Так Патриарх его специальным чином присоединял к Православию, — что же это,
по-вашему, просто так?» И опять стали вопрошать Дионисия, и он опять хотел было
сказать, что ничего такого крамольного он не видел в монастыре. Что, наоборот,
там все образцово. Хотел даже сказать о неизбывной красоте Православия — такое
в этот момент почувствовал вдруг вдохновение. Но как только он поднялся с
места, чтобы засвидетельствовать о своей любви к учителю, Ерм почему-то крикнул
ему: «И ты здесь, Иуда?» И Дионисий не сказал ничего. Ком встал у него поперек
горла — не продохнуть. Вся грудь заболела — все-таки душа там помещается, в
горле, в груди, за тончайшей плеврой, чувствительной диафрагмой. Так стоял
Дионисий, мрак набивался ему в зрачки.
А игумена Ерма запретили
в священническом служении до его покаяния, всех же его монахов отлучили от
причастия.

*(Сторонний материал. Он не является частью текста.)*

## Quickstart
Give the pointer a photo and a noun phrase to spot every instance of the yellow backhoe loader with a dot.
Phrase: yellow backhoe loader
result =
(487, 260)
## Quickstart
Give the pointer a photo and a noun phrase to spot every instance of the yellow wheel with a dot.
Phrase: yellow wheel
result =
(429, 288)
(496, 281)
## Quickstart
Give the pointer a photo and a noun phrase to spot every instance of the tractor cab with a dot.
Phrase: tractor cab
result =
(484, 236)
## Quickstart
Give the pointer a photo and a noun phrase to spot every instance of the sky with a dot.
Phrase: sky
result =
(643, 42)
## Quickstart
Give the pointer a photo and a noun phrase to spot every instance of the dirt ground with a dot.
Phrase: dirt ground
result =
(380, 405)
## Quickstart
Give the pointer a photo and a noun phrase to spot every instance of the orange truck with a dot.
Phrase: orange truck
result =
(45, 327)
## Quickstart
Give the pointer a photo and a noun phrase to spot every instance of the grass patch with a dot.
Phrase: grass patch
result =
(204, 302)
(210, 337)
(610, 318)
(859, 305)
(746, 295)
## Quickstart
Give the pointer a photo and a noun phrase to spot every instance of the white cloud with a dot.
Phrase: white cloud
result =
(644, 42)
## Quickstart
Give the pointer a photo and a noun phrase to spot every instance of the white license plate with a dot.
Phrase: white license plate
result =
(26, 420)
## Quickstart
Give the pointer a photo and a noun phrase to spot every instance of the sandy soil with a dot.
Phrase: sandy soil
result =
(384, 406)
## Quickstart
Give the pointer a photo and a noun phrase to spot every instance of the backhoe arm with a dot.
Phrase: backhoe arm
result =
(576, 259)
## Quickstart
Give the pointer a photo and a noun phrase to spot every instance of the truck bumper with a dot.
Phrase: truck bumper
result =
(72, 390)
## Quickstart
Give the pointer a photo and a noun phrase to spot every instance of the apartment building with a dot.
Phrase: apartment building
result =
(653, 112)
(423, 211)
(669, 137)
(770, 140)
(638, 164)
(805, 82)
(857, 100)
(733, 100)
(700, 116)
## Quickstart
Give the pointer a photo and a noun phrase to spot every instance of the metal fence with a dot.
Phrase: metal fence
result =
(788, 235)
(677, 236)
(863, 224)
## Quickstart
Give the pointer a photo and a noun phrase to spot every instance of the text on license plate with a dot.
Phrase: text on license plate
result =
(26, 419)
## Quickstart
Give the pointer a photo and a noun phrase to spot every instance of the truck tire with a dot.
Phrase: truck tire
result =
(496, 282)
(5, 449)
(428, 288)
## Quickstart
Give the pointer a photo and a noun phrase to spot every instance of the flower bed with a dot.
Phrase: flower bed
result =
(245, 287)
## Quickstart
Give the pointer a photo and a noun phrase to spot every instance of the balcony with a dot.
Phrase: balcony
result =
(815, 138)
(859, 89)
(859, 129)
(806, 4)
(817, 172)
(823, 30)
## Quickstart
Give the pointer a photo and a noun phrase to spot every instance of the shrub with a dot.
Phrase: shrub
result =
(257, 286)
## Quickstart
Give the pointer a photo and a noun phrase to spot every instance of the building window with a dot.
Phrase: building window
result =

Владыка также предписал им оставить Преображенский монастырь, ибо он
решил назначить туда «другого наместника».
И Дионисий вновь пришел
к учителю, чтобы объясниться с ним, но тот не пожелал его слушать.
— У меня такое
впечатление, — презрительно сказал ему отец Ерм, — что Православие — это такая
конфессия, особенность которой заключается в том, что все ее члены испытывают
друг к другу острое чувство ненависти.
И вот Дионисий, как
известный евангельский персонаж, выйдя вон, плакал горько, хотя он ни от кого
не отрекался. Но отец Ерм твердо был уверен, что это именно Дионисий во всем
виноват: ведь это он привез к нему в монастырь «своих людей». Специально
подобрал, чтобы люди эти — стукачи и доносчики — выглядели бы так пристойно.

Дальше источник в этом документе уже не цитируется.